Gainful: A Three-Platform Financial Tracker Built with Kotlin Multiplatform and Compose
Kotlin Multiplatform has matured enough that a solo developer can ship a polished, data-driven app to three platforms without maintaining separate UI codebases. The concrete pain points documented here — datetime handling, iOS framework config, module namespacing — are exactly what teams evaluating KMP need to budget for.
Gainful is a personal financial tracking app that runs on Android, iOS, and desktop from a single Kotlin codebase. It uses Compose Multiplatform for a declarative UI layer, Room for local storage, Ktor for networking, and Koin for dependency injection, all structured under Clean Architecture with an MVI data flow.

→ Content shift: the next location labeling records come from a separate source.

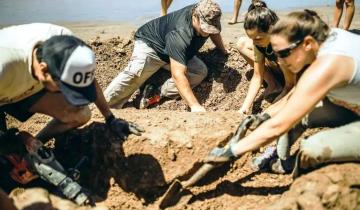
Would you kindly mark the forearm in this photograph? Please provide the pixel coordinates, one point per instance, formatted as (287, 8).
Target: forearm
(218, 42)
(264, 134)
(275, 108)
(185, 91)
(101, 103)
(254, 88)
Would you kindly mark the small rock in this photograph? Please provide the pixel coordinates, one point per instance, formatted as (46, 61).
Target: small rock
(189, 145)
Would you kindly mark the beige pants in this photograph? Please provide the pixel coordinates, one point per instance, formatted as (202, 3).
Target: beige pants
(145, 62)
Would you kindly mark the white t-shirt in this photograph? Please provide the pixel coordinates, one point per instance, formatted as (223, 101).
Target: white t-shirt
(16, 47)
(341, 42)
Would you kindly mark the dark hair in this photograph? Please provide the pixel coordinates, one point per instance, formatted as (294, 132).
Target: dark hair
(297, 25)
(55, 52)
(259, 17)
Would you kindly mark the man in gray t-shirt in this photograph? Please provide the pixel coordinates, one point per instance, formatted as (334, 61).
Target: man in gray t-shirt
(170, 42)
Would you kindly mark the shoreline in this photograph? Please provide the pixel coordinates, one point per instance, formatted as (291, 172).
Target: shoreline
(88, 30)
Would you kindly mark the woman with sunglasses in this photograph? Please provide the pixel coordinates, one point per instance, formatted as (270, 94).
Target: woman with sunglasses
(327, 94)
(257, 51)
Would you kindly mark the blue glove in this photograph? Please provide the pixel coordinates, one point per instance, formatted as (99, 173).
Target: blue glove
(123, 128)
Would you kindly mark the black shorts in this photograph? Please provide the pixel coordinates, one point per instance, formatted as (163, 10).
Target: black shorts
(20, 109)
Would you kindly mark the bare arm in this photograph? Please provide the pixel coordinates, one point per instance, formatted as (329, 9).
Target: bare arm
(218, 42)
(178, 73)
(276, 107)
(254, 86)
(318, 79)
(101, 103)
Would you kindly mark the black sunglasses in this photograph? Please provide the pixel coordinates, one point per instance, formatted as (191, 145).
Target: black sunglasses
(287, 51)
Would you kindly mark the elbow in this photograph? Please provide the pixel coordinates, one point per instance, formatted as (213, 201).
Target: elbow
(177, 76)
(276, 128)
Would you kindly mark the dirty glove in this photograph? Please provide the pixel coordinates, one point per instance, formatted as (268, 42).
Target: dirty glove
(123, 128)
(258, 120)
(221, 155)
(11, 143)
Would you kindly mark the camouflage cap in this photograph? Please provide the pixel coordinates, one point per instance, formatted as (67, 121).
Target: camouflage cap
(209, 13)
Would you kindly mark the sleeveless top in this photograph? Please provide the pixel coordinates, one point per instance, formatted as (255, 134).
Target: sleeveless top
(341, 42)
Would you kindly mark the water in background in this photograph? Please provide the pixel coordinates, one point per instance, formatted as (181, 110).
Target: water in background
(25, 11)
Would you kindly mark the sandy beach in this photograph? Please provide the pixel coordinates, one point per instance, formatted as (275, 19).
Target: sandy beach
(230, 33)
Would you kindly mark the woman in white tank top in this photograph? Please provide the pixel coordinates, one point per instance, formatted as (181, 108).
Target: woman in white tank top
(327, 94)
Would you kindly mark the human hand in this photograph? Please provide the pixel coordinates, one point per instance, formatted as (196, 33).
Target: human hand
(123, 128)
(220, 155)
(197, 108)
(258, 120)
(244, 110)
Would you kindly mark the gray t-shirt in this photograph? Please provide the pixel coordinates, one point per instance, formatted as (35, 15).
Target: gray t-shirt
(172, 36)
(341, 42)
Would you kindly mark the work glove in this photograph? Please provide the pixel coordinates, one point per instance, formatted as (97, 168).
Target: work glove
(123, 128)
(221, 155)
(258, 120)
(11, 143)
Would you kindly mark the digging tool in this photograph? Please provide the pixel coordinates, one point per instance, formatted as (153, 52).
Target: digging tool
(178, 190)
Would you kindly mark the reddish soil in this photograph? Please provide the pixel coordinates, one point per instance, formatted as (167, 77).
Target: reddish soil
(134, 174)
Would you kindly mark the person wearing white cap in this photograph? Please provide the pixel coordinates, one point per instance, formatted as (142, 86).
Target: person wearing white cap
(170, 42)
(44, 69)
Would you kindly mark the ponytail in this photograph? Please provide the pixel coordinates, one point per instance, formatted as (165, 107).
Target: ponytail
(297, 25)
(259, 17)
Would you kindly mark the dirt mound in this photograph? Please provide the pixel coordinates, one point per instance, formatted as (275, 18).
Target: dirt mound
(223, 89)
(134, 174)
(332, 187)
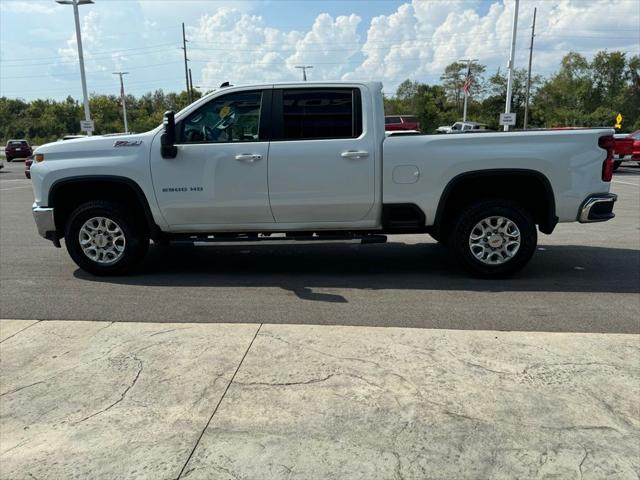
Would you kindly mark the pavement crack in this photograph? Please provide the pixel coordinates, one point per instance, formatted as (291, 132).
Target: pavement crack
(287, 384)
(122, 395)
(215, 410)
(167, 331)
(20, 388)
(586, 454)
(20, 331)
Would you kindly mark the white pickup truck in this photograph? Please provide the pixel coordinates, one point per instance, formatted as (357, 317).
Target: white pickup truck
(309, 162)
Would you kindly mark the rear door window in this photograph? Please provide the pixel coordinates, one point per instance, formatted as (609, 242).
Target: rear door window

The app covers dashboard metrics, holdings visualization with treemap charts, transaction filtering, and CSV import/export. The developer, Yoke, walks through the real-world friction points: replacing java.time with kotlinx-datetime in common code, configuring iOS static frameworks, and avoiding resource ID collisions across Gradle modules.
Development time was compressed by sharing nearly all code across platforms, with desktop hot reload speeding up UI iteration. The project is available on GitHub as a reference for anyone evaluating KMP for production cross-platform work.
The project's real value is as a reference architecture: it validates that Google's Now in Android patterns (Clean Architecture, MVI) port cleanly to KMP without major adaptation.
Room's KMP support is surprisingly seamless — the API surface is nearly identical to Android-native Room, which lowers the migration barrier for existing Android teams.
The three documented pitfalls (datetime, iOS static frameworks, resource IDs) are not KMP bugs but platform impedance mismatches that every cross-platform framework hits in some form.
Desktop as a development target doubles as a fast iteration loop; the hot reload capability makes it the de facto development environment even when the primary target is mobile.